Presente à sessão, o líder do Executivo na Câmara, vereador Leonardo Donizetti Moraes (Léo), justificou: “Eu concordo com as Emendas do colega João Fernando quanto aos prazos e os valores, além da metragem dos terrenos. Só que, normalmente, donos de terrenos populares não deixa sujeira. Hoje, o maior problema da cidade são pessoas que têm grandes terrenos, às vezes no centro da cidade, e que não cuidam. Elas só investem em terrenos, mas deixam-nos mal cuidados. Qualquer cidadão que mora ao lado de terreno baldio sabe o quanto é penalizado. Eu moro próximo a um terreno destes e já encontrei quatro escorpiões em casa. Outro dia, conversando com um colega na porta de casa, um ‘ratão’ passeando na frente. E a proprietária do terreno é de São Paulo, sendo que a proprietária não vende, não troca e não aluga. Está lá!”, desabafou Léo Moraes.

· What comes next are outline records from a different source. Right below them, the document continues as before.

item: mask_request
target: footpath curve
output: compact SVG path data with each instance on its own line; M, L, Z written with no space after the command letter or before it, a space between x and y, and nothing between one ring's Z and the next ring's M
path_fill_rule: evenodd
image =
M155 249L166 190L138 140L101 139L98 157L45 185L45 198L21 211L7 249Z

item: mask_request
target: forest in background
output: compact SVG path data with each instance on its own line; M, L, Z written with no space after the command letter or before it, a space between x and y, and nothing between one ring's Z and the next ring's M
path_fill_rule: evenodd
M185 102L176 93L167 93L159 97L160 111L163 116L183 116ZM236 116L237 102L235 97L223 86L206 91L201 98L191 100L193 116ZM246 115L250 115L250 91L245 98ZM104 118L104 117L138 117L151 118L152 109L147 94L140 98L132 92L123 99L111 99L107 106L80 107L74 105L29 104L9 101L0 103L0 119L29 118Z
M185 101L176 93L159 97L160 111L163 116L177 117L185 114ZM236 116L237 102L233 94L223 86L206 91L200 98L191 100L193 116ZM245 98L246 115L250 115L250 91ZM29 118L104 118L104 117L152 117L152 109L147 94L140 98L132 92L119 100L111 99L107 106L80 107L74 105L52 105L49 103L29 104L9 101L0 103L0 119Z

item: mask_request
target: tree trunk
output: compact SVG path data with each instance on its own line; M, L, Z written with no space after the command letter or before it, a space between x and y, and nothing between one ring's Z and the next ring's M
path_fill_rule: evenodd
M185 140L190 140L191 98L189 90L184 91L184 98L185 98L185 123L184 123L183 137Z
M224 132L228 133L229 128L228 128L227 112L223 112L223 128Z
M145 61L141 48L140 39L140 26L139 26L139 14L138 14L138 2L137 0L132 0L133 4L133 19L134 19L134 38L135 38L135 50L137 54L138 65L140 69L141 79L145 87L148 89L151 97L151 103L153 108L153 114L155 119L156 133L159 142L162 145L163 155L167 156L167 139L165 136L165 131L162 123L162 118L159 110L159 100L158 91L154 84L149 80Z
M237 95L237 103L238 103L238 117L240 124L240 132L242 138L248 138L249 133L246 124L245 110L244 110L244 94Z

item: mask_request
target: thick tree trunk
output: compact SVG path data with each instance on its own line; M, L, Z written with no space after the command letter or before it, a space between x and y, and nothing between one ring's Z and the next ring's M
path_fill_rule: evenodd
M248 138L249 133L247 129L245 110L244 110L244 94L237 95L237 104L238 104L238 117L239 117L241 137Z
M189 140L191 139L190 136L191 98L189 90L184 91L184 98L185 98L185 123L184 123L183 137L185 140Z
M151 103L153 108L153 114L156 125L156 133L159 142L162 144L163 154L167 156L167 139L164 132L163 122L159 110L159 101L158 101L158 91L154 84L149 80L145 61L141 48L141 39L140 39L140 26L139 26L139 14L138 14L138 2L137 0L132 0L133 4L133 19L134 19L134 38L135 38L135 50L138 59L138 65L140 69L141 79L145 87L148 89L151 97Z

Após o período de discussão, os vereadores aprovaram o projeto por unanimidade, em primeira fase, sendo que agora se “debruçarão” sobre o conteúdo todo, a fim de analisar as Emendas já apresentadas e, na medida da necessidade, elaborar novas proposições dentro do referido tema. De acordo com o presidente da Câmara, Danilo Martins de Oliveira, “Há um dispositivo que a gente usa muito pouco aqui na nossa Câmara, mas já observei que é muito usado em outras Câmaras, que é o requerimento. Ele está no artigo 93, inciso 3, para requerer audiência pública. Então, acho que cabe o requerimento e a gente vota no plenário para, se aprovado, faz a audiência pública”, orientou Danilo.

 

Código Sanitário adiado

O presidente Danilo Martins suspendeu a votação do Projeto de Lei Complementar nº 04/2018, que institui o Código Sanitário do Município de Guaxupé. O motivo foi a apresentação, ainda naquela segunda-feira, 27 de agosto, de uma Emenda à matéria, tendo sua apreciação sido adiada para a próxima sessão, a fim de que o adendo seja enviado à Comissão de Justiça e Redação para, depois, ser levado a plenário para discussão e votação.